More Like Atticus Less Like Homer

The Internet is full of mommy bloggers and even quite a few special needs mommy bloggers.  They do a great job sharing their perspectives on the joys of parenting and motherhood.  But a lot of days I feel like quite a rare bird: A special needs daddy blogger.  And with Fathers Day approaching (here in the US) it's caused me to reflect a little bit about fatherhood and what it means to me.

In our society's popular culture, fathers are often played for laughs.  Homer Simpson is the animated archetype of this type of dad: Clueless but well intentioned.  Other times, fathers are portrayed as simply absent or at least mostly disconnected from their families.  Like the distant divorced dad or the workaholic with a phone to one ear and a bluetooth headset in the other.  "Not now son, I'm busy."

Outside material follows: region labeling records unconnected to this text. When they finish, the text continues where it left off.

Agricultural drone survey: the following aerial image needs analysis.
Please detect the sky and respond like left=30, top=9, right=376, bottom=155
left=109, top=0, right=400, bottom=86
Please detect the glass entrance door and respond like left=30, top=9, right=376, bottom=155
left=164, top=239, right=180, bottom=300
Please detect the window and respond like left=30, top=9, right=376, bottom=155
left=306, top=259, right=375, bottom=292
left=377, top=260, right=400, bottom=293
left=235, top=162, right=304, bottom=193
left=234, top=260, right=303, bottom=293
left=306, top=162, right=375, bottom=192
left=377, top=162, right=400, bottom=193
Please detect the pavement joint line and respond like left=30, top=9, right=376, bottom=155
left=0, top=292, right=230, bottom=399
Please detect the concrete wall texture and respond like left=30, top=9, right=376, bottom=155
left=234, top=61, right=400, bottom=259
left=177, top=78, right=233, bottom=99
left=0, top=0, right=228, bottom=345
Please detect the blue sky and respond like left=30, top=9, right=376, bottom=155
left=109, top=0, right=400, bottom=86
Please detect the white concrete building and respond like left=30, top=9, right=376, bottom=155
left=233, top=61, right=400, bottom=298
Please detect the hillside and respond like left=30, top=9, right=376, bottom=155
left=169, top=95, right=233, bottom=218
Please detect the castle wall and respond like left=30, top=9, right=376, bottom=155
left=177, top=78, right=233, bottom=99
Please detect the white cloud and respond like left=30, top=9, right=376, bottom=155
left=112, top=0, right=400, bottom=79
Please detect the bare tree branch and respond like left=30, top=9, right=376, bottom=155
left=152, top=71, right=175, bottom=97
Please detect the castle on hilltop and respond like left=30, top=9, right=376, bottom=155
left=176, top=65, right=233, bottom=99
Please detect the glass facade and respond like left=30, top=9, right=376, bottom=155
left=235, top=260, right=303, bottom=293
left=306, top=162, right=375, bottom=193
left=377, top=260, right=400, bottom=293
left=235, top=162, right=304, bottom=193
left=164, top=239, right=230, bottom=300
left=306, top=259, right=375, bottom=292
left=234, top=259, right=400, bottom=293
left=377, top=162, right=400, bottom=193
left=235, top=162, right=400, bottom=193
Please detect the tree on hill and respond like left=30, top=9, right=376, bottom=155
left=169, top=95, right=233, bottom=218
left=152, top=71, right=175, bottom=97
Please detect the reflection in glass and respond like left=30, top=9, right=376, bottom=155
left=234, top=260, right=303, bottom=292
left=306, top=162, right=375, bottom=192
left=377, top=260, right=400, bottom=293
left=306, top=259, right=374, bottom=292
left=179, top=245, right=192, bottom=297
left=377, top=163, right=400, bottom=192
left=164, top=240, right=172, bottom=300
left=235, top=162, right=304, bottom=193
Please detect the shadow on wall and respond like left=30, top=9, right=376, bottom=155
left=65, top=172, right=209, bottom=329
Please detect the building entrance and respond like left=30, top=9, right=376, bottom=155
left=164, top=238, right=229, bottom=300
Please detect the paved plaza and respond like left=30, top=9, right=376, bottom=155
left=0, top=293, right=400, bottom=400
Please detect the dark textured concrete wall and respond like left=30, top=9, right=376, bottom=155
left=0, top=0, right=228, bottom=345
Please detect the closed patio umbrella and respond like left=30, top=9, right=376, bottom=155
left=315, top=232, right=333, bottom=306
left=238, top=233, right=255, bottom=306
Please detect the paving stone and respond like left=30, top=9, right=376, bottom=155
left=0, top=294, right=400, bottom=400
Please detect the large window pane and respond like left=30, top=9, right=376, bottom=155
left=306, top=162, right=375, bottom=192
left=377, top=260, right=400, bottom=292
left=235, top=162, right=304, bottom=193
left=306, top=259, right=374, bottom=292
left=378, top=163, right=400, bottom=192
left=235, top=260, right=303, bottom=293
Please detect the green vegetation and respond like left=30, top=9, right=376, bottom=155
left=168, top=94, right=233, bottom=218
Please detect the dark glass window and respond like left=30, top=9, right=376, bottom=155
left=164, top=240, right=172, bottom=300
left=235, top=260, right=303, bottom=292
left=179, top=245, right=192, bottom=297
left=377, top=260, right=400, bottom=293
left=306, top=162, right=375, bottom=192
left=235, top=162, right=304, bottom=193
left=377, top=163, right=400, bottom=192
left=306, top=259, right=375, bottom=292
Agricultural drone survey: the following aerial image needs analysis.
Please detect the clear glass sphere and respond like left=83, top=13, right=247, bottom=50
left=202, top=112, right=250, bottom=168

I've only been a father for a bit over eight years now.  So I'm not an expert on the subject.  But I try to take a more engaged and informed approach than what we see on TV.   I honestly think most dads do.  I take the responsibility seriously.  I feel like I have more to contribute to my family's well being than just bringing home the bacon and holding the remote control.  (Although I do those things too.)  I like to know what's going on in my children's lives and participate in the things that they deem important.  I help build sand castles in the sand box or push the kids on the swing set.  I love to tell them bedtime stories or read something by Dr Seuss before tucking them in for the night.  I don't have these opportunities every day, but I try to take time when I can.

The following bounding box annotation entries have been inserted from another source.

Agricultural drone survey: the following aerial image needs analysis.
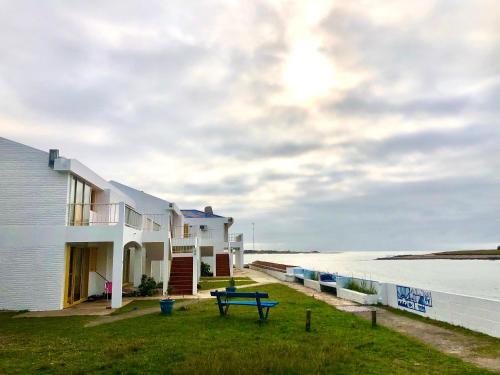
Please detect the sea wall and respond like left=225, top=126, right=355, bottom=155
left=250, top=265, right=500, bottom=338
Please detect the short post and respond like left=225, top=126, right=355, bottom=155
left=306, top=309, right=311, bottom=332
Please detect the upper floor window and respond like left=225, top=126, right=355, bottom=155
left=69, top=176, right=96, bottom=225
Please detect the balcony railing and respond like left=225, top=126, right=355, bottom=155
left=172, top=245, right=194, bottom=254
left=125, top=206, right=142, bottom=229
left=229, top=233, right=243, bottom=242
left=172, top=226, right=213, bottom=240
left=142, top=214, right=167, bottom=232
left=66, top=203, right=120, bottom=226
left=66, top=203, right=168, bottom=232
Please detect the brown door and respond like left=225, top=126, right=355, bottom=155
left=65, top=247, right=90, bottom=306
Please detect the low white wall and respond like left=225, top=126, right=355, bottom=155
left=383, top=283, right=500, bottom=337
left=304, top=279, right=321, bottom=292
left=337, top=288, right=378, bottom=305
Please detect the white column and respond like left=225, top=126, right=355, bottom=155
left=161, top=239, right=170, bottom=295
left=111, top=239, right=123, bottom=309
left=212, top=250, right=217, bottom=277
left=238, top=250, right=245, bottom=270
left=134, top=246, right=146, bottom=287
left=193, top=246, right=199, bottom=295
left=228, top=248, right=233, bottom=277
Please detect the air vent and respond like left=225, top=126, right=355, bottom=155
left=49, top=149, right=59, bottom=168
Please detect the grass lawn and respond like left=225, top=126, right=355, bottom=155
left=200, top=276, right=252, bottom=281
left=111, top=299, right=169, bottom=315
left=0, top=284, right=488, bottom=375
left=384, top=306, right=500, bottom=358
left=200, top=279, right=255, bottom=289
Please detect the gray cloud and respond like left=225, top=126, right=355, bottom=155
left=0, top=0, right=500, bottom=250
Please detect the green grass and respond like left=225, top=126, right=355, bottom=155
left=0, top=284, right=488, bottom=374
left=200, top=279, right=255, bottom=289
left=111, top=299, right=176, bottom=315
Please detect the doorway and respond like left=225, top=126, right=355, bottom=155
left=64, top=246, right=90, bottom=307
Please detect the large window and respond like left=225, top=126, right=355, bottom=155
left=69, top=176, right=95, bottom=225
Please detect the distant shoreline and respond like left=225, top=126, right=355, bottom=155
left=376, top=250, right=500, bottom=260
left=245, top=250, right=320, bottom=254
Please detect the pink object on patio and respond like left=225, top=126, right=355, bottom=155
left=104, top=281, right=113, bottom=294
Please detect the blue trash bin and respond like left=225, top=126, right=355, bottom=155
left=160, top=299, right=175, bottom=315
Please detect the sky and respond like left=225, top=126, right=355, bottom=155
left=0, top=0, right=500, bottom=251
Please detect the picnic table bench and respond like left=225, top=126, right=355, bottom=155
left=210, top=290, right=278, bottom=320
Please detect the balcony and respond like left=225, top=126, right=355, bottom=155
left=229, top=233, right=243, bottom=242
left=66, top=203, right=120, bottom=226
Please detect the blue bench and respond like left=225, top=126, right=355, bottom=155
left=210, top=290, right=278, bottom=320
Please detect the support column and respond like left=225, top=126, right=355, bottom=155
left=228, top=248, right=233, bottom=277
left=111, top=239, right=123, bottom=309
left=212, top=250, right=217, bottom=277
left=134, top=246, right=146, bottom=287
left=238, top=250, right=245, bottom=270
left=165, top=238, right=170, bottom=296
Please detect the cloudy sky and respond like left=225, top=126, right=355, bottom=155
left=0, top=0, right=500, bottom=250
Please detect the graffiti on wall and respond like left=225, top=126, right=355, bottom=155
left=396, top=285, right=432, bottom=312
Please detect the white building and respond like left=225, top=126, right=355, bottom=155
left=181, top=206, right=244, bottom=276
left=0, top=138, right=242, bottom=310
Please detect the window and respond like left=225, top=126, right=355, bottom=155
left=69, top=176, right=96, bottom=225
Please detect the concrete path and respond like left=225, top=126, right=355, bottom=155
left=248, top=270, right=500, bottom=372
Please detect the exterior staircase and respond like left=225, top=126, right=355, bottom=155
left=215, top=254, right=231, bottom=276
left=168, top=257, right=193, bottom=294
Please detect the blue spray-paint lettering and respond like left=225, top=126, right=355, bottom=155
left=396, top=285, right=432, bottom=313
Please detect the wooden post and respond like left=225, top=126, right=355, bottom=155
left=371, top=310, right=377, bottom=328
left=306, top=309, right=311, bottom=332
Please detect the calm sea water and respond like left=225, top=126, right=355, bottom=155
left=245, top=251, right=500, bottom=300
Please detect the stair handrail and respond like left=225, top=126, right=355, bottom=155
left=94, top=271, right=109, bottom=283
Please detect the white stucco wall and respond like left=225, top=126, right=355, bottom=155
left=0, top=138, right=69, bottom=225
left=184, top=217, right=228, bottom=253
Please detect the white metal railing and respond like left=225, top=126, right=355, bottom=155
left=142, top=214, right=167, bottom=232
left=125, top=206, right=142, bottom=229
left=66, top=203, right=120, bottom=226
left=172, top=226, right=197, bottom=238
left=172, top=225, right=214, bottom=240
left=229, top=233, right=243, bottom=242
left=172, top=245, right=194, bottom=254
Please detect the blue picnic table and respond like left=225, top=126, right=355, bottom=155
left=210, top=290, right=278, bottom=320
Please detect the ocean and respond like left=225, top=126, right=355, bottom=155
left=245, top=251, right=500, bottom=300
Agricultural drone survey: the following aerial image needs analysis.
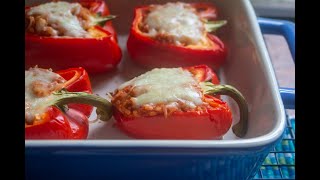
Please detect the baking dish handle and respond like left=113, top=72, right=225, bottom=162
left=258, top=18, right=295, bottom=109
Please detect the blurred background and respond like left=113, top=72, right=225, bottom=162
left=251, top=0, right=295, bottom=22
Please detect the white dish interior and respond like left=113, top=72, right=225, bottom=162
left=26, top=0, right=285, bottom=146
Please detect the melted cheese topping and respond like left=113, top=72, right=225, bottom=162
left=119, top=68, right=202, bottom=108
left=27, top=1, right=89, bottom=37
left=25, top=68, right=65, bottom=122
left=145, top=3, right=207, bottom=45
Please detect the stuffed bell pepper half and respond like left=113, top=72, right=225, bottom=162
left=25, top=0, right=122, bottom=73
left=111, top=65, right=248, bottom=139
left=25, top=67, right=111, bottom=139
left=127, top=2, right=227, bottom=69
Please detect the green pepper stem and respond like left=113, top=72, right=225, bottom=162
left=94, top=15, right=117, bottom=27
left=204, top=20, right=227, bottom=32
left=200, top=82, right=249, bottom=137
left=48, top=90, right=112, bottom=121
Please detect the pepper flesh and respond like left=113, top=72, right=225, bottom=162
left=127, top=3, right=227, bottom=69
left=113, top=65, right=240, bottom=139
left=25, top=0, right=122, bottom=73
left=25, top=67, right=93, bottom=139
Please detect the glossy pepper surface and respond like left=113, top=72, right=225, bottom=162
left=127, top=3, right=227, bottom=69
left=25, top=0, right=122, bottom=73
left=25, top=67, right=109, bottom=139
left=113, top=65, right=248, bottom=139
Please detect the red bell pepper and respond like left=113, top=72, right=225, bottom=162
left=25, top=0, right=122, bottom=73
left=25, top=67, right=109, bottom=139
left=113, top=65, right=248, bottom=139
left=127, top=3, right=227, bottom=69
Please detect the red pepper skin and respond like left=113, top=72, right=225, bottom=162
left=25, top=67, right=93, bottom=139
left=113, top=65, right=232, bottom=139
left=127, top=3, right=227, bottom=69
left=25, top=0, right=122, bottom=73
left=56, top=67, right=93, bottom=117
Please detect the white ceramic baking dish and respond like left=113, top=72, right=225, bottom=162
left=25, top=0, right=296, bottom=179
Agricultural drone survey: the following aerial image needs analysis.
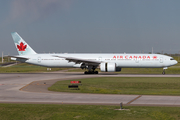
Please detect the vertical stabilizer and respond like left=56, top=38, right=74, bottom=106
left=11, top=32, right=37, bottom=55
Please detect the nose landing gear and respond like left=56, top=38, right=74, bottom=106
left=162, top=67, right=167, bottom=75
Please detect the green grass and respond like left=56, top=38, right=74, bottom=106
left=0, top=63, right=67, bottom=73
left=48, top=77, right=180, bottom=95
left=0, top=104, right=180, bottom=120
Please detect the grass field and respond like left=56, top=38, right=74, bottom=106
left=48, top=77, right=180, bottom=95
left=0, top=104, right=180, bottom=120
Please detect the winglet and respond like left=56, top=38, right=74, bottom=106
left=11, top=32, right=37, bottom=55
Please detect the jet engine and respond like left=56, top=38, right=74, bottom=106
left=100, top=63, right=121, bottom=72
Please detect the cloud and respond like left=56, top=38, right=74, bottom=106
left=10, top=0, right=72, bottom=21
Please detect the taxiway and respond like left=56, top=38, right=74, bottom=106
left=0, top=72, right=180, bottom=106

I do all of those things because I believe that fatherhood is a gift, a sacred opportunity.  One that I don't believe should be squandered.  Children, if you're blessed to have them at all, are only little for a while.   Then they're grown and gone.  I'm only going to get one chance at things.  I mess up a lot but I hope I can end up more like Atticus Finch than hapless Homer.

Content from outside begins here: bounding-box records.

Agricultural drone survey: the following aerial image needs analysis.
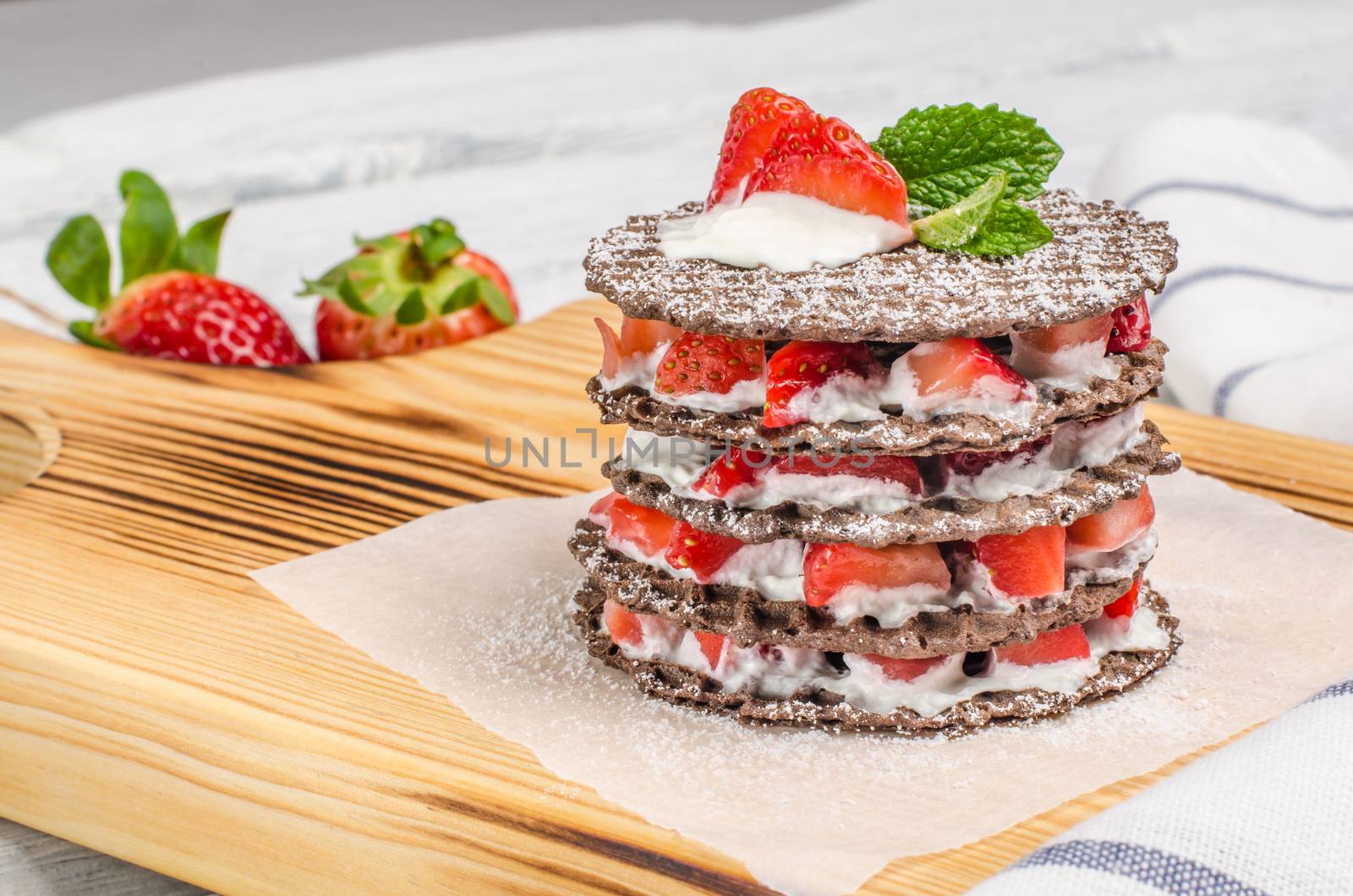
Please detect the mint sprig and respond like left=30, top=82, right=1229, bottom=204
left=873, top=103, right=1062, bottom=256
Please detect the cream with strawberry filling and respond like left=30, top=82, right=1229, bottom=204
left=600, top=593, right=1169, bottom=718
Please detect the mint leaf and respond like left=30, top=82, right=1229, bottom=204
left=959, top=199, right=1053, bottom=256
left=912, top=172, right=1010, bottom=252
left=873, top=103, right=1062, bottom=212
left=47, top=216, right=112, bottom=309
left=118, top=171, right=178, bottom=286
left=174, top=211, right=230, bottom=273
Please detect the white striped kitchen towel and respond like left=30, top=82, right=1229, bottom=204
left=972, top=678, right=1353, bottom=896
left=1092, top=114, right=1353, bottom=444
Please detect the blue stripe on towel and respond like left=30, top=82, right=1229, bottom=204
left=1123, top=180, right=1353, bottom=218
left=1306, top=678, right=1353, bottom=702
left=1010, top=840, right=1263, bottom=896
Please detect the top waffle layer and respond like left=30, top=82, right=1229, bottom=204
left=583, top=189, right=1177, bottom=342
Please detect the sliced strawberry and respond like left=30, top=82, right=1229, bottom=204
left=692, top=632, right=728, bottom=669
left=666, top=520, right=742, bottom=585
left=803, top=544, right=951, bottom=606
left=747, top=112, right=911, bottom=226
left=705, top=86, right=812, bottom=209
left=861, top=653, right=947, bottom=680
left=1066, top=484, right=1155, bottom=554
left=587, top=491, right=620, bottom=525
left=762, top=340, right=884, bottom=426
left=1108, top=293, right=1152, bottom=352
left=654, top=333, right=766, bottom=396
left=1011, top=314, right=1114, bottom=378
left=972, top=525, right=1066, bottom=601
left=602, top=598, right=644, bottom=647
left=771, top=451, right=925, bottom=498
left=1104, top=578, right=1142, bottom=619
left=692, top=445, right=769, bottom=498
left=936, top=436, right=1053, bottom=484
left=898, top=336, right=1028, bottom=410
left=606, top=495, right=676, bottom=556
left=996, top=626, right=1091, bottom=666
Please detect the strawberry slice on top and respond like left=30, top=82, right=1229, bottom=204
left=654, top=333, right=766, bottom=398
left=762, top=340, right=885, bottom=426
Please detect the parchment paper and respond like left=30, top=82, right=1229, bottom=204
left=255, top=471, right=1353, bottom=893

I'll admit, being a father, especially a special needs father, is a challenge.  It's not even been a day since I last helped to clean up smeared poop.  Seems like there's always a medical bill in the mail.  And I still have to put anything I care about on top of the refrigerator.  (Where am I going to set my phone when she gets taller?) But the kisses, the hugs and the excited greetings after a long day at work make it all worth it.  Whenever Whitney shows off her walking skills, or writes her name or reads me a book, I reflect on all the adventures we've been through together and I'm glad to be her dad.


Melanie said...

And your the best Dad too!

Genevieve Ross said...

totally agree with what you said. I mean, these kids are going to kill me one day- they are completely exhausting, desructive and expensive, but they are exactly as I want them and life would never be as same, or as good, without them. everytime one of them punches me in the face (accidentally, of course) or eats a handful of sand I feel so lucky they are mine. It's a grand life, if you don't weaken, as my Grandfather used to say, and he lived to be 98 so he should know.

Genevieve Ross said...

That last comment was by Gavin- he forgot to sign me out!

Nate said...

Thanks, you guys! By the way living to 98 sounds pretty good. Especially with a life as good as I've been given. :-)

Heather Thorup said...

I think it's awesome to read a dad's perspective it is really unique. I appreciate it. I think it's great to keep involved I try to get Chris to read up on stuff as much as me. I have noticed that a lot of Dads seem so much more involved than the mid 90s. They feed the kids, change their diapers and help with them after work. A lot even cook too! (mine included) Fatherhood is to be treasured and you are a great example of that!

Nate said...

Thanks, Heather! You're too kind. Hope your family is doing well. I love reading about Carter and all his great progress. You guys are doing great with that little man!